Aim: To determine whether the Na+/taurocholate cotransporting polypeptide (Ntcp), the main hepatic sinusoidal bile salt transporter, is localized in specific membrane microdomains.
Methods: Presence of Ntcp in membrane rafts obtained from mouse liver was studied by immunoblotting and immunofluorescence. HEK-293 cells stably transfected with rat Ntcp were used for in vitro studies. Expression, localization and function of Ntcp in these cells were assessed by immunoblotting, immunofluorescence and biotinylation studies and Na+ -dependent taurocholate uptake assays, respectively. The effect of cholesterol depletion/repletion assays on Ntcp function was also investigated.

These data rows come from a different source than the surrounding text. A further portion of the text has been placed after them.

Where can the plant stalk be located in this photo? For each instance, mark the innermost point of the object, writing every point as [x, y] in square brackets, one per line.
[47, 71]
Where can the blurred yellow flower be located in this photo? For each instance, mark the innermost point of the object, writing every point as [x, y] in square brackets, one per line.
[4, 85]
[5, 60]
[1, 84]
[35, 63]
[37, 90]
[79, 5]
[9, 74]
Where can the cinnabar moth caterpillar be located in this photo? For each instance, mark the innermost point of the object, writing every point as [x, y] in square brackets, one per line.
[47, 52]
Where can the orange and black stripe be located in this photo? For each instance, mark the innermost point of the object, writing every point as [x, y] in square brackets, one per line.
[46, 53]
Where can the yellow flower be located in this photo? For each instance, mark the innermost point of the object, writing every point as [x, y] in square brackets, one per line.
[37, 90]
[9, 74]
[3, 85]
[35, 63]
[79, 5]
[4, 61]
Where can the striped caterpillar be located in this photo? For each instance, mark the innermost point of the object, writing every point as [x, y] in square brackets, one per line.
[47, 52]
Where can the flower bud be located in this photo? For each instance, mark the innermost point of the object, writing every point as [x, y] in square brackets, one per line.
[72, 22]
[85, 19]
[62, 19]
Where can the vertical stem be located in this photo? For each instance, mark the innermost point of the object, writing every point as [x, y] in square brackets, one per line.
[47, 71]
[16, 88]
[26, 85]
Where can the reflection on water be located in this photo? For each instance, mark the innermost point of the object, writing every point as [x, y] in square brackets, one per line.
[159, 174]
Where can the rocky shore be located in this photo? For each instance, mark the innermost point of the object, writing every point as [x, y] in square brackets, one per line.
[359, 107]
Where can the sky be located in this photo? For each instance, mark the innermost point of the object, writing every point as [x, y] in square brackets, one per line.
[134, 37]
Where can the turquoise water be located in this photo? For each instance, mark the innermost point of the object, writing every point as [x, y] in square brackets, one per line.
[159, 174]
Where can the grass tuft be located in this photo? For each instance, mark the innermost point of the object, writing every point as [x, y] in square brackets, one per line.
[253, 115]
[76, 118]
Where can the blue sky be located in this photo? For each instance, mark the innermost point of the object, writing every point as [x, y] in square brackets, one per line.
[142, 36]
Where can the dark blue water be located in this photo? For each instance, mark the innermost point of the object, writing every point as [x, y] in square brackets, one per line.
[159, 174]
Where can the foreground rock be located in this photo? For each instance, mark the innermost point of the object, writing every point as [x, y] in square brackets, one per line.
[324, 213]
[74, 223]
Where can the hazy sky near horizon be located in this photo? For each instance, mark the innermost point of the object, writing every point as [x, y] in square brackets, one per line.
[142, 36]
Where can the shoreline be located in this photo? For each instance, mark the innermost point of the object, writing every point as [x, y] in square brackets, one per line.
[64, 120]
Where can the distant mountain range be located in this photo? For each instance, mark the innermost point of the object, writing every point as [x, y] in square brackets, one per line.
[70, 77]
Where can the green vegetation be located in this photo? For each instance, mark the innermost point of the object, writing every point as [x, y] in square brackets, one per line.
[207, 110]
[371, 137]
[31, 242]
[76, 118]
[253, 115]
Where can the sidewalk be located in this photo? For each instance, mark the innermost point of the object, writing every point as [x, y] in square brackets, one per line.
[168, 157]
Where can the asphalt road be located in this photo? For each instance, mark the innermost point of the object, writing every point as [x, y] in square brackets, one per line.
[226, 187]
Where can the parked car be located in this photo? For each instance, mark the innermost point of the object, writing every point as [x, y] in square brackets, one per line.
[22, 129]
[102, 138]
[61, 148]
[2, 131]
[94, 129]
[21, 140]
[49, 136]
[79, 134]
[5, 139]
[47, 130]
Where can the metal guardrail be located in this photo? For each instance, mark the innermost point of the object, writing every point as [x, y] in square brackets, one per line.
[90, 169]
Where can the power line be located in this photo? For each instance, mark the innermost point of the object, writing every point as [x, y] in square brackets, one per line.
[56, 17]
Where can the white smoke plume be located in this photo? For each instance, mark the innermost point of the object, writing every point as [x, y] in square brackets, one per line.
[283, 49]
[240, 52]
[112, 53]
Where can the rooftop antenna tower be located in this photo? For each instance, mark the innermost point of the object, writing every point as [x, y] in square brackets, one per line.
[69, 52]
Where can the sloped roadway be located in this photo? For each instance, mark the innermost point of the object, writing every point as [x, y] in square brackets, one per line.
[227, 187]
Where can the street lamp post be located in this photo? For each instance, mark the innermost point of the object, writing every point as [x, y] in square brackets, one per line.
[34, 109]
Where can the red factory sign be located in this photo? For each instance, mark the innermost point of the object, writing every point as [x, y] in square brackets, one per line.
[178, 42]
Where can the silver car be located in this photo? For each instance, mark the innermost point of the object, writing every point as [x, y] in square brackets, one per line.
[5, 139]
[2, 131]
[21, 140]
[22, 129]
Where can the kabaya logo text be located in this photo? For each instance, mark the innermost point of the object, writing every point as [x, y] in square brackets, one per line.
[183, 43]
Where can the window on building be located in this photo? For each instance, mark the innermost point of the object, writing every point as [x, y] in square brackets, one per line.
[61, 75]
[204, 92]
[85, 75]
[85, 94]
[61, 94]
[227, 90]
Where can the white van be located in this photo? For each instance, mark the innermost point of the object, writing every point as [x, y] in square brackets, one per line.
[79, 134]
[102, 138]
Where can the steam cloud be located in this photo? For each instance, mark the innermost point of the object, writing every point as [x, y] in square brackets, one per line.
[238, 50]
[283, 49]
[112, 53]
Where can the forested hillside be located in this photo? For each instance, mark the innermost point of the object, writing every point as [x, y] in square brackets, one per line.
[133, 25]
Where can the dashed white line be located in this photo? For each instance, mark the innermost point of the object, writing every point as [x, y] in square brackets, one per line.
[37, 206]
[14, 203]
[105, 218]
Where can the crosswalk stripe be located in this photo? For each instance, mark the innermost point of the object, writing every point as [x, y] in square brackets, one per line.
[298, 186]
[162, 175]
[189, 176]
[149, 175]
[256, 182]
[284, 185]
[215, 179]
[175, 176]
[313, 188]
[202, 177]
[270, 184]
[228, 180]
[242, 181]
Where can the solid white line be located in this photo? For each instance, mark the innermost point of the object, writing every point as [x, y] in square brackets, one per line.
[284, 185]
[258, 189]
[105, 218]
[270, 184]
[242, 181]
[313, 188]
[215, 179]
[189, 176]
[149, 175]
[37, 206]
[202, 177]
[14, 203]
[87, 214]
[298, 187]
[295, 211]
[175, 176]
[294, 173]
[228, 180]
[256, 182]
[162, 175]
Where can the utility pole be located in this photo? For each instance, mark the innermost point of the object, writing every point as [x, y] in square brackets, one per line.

Results: Ntcp localized primarily to membrane rafts in in vivo studies and localized partially in membrane rafts in transfected HEK-293 cells. In these cells, membrane cholesterol depletion resulted in a shift of Ntcp localization into non-membrane rafts, which correlated with a 2.5-fold increase in taurocholate transport. Cholesterol repletion shifted back part of Ntcp into membrane rafts, and normalized taurocholate transport to values similar to control cells.
Conclusion: Ntcp localizes in membrane rafts and its localization and function are regulated by membrane cholesterol content. This may serve as a novel regulatory mechanism of bile salt transport in liver.